PEDRO’S BJJ TEACHING CAREER
Pedro started teaching BJJ almost as soon as he started training with Fernando Pinduka back in 1989. He was promoted to assistant teacher in 1989. When he was training in Carlson Gracie Academy he taught small kids (6-8 years old) in morning classes. When he was promoted to Purple Belt (before the accident) he rented some mat space in a Judo school in Rio and started with his own group of students.
Shortly after the fourth surgery, and his promotion to Black Belt, in 2005 he moved to the U.S. to learn to speak English and tried to open a BJJ academy. Like most people, he started in someone’s garage, specifically a good friend named Dwight Schubert, who now is a BJJ teacher in Fort Collins, Colorado.
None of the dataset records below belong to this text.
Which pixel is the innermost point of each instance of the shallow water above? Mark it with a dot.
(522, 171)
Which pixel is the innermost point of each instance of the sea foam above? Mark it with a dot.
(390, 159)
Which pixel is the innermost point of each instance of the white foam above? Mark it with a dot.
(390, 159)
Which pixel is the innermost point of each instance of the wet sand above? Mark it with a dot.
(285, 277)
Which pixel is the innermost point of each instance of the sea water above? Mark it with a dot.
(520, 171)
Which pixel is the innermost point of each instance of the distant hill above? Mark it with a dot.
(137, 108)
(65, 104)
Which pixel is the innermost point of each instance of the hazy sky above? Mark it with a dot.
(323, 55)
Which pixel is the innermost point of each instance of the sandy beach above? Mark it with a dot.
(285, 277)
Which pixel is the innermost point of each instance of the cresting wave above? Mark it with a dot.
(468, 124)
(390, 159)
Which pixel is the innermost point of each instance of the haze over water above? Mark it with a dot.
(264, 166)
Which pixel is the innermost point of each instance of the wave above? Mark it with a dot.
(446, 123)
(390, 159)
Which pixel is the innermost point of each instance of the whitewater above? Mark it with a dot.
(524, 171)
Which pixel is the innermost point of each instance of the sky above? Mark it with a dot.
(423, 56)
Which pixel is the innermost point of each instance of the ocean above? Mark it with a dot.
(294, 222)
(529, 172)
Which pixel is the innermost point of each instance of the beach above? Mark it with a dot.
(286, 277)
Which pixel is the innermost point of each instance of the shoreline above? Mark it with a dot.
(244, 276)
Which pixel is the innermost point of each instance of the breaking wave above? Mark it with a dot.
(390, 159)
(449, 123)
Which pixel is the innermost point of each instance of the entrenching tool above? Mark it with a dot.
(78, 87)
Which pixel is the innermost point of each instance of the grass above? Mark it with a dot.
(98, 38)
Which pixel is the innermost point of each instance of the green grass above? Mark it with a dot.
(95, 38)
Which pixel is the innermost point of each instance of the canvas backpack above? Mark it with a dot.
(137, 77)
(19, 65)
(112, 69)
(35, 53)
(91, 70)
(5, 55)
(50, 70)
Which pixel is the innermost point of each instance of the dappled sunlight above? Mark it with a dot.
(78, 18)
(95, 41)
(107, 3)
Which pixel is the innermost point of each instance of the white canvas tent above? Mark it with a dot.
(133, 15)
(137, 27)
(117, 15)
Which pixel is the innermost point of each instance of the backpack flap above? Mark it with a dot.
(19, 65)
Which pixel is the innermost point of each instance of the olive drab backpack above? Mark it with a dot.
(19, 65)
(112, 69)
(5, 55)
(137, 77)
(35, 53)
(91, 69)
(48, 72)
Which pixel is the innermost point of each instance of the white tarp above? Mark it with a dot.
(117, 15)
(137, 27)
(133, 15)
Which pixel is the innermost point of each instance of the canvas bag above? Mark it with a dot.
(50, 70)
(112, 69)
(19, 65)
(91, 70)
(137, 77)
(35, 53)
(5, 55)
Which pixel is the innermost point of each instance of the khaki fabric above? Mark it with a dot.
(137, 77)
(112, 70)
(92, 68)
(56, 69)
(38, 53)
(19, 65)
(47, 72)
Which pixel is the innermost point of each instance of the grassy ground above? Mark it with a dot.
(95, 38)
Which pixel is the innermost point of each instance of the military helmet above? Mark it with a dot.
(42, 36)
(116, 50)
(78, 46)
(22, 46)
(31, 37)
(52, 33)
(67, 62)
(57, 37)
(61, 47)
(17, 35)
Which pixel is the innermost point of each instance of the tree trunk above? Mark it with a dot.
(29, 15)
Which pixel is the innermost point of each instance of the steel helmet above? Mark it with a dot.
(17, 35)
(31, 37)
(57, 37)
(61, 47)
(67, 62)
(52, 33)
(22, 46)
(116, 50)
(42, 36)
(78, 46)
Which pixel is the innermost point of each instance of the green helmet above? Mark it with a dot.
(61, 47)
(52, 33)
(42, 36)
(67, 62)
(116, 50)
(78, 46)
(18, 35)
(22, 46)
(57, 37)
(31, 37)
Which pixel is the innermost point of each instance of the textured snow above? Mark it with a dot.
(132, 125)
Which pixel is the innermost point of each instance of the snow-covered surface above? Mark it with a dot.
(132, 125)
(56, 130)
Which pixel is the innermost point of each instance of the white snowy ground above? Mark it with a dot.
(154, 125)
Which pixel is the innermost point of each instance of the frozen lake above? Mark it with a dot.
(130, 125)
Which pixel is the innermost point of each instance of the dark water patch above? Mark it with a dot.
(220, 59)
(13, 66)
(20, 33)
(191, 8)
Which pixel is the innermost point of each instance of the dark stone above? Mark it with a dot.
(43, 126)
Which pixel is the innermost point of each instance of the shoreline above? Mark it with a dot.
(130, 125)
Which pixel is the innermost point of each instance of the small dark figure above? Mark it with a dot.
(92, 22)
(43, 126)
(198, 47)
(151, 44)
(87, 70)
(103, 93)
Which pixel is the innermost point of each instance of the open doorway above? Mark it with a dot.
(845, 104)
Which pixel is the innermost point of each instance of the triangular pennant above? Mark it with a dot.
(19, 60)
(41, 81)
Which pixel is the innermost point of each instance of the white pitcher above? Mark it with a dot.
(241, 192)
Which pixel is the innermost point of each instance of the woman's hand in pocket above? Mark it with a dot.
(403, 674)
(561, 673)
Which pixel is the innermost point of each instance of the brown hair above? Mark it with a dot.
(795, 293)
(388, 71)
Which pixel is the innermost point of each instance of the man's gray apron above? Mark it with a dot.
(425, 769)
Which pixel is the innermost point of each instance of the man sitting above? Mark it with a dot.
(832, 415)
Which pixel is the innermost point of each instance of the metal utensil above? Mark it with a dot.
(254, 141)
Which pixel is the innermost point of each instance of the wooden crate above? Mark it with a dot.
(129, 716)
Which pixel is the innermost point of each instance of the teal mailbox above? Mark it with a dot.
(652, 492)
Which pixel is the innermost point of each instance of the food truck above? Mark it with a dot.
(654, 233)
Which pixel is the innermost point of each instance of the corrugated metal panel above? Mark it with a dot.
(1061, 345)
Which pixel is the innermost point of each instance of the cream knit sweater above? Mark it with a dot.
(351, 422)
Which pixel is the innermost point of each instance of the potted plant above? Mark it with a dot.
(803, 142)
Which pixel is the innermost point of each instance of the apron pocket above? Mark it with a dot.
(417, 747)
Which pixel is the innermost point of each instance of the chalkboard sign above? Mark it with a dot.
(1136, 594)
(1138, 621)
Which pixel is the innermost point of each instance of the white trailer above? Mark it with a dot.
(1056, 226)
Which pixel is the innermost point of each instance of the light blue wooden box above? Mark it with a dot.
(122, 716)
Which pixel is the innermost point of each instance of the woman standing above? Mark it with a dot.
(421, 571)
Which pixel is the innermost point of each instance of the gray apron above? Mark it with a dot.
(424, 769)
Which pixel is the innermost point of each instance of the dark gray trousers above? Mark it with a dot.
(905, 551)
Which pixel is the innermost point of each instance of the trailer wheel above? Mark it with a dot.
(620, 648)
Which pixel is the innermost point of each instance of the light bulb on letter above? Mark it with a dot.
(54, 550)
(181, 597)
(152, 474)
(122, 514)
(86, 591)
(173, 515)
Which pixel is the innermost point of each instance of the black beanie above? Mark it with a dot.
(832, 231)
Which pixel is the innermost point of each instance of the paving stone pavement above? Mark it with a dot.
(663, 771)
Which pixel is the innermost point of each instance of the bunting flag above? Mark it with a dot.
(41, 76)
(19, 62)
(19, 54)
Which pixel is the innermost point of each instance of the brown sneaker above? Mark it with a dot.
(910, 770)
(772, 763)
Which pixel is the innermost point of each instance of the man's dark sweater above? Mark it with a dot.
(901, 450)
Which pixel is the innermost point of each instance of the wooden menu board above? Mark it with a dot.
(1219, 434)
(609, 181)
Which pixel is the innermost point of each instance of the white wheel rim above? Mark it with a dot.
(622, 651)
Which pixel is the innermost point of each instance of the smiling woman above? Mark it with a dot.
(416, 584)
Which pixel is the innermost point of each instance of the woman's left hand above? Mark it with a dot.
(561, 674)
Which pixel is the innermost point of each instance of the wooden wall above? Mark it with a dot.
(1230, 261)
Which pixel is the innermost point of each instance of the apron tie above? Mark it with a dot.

When the group started growing, he looked for a more professional place and met Hai Tran, who opened the doors of his academy for Pedro.
After six months in the States, he went back to Brazil to reunite with his wife and daughter. But he still wanted to spread BJJ around the world and started searching for other opportunities. In 2007, he taught in Thailand, Indonesia and Taiwan, before settling down in Beijing. After two years in China, Pedro is read for a new challenge, this time in Chiang Mai, Thailand, where he will start a new MMA training center.
In Beijing, Pedro was responsible for training the Chinese fighters for Art of War. He also took part in a TV show, in which he explained the audience the BJJ technics utilized in the fights.
During his time in Beijing he went on two trips to Mongolia to teach and met two great MMA fighters, Dorjderem and Jadamba Naratungalag, who did a great job in Art of War 13. Pedro is also their manager, a new facet of his career that he intends to develop further in the future.
There are many great fighters in the world, but great teachers are harder to find. In class, Pedro puts safety first, and works hard to ensure that all students get the techniques he’s teaching, correct. His knowledge of BJJ techniques is encyclopedic, and he’s a man who loves the art and his job.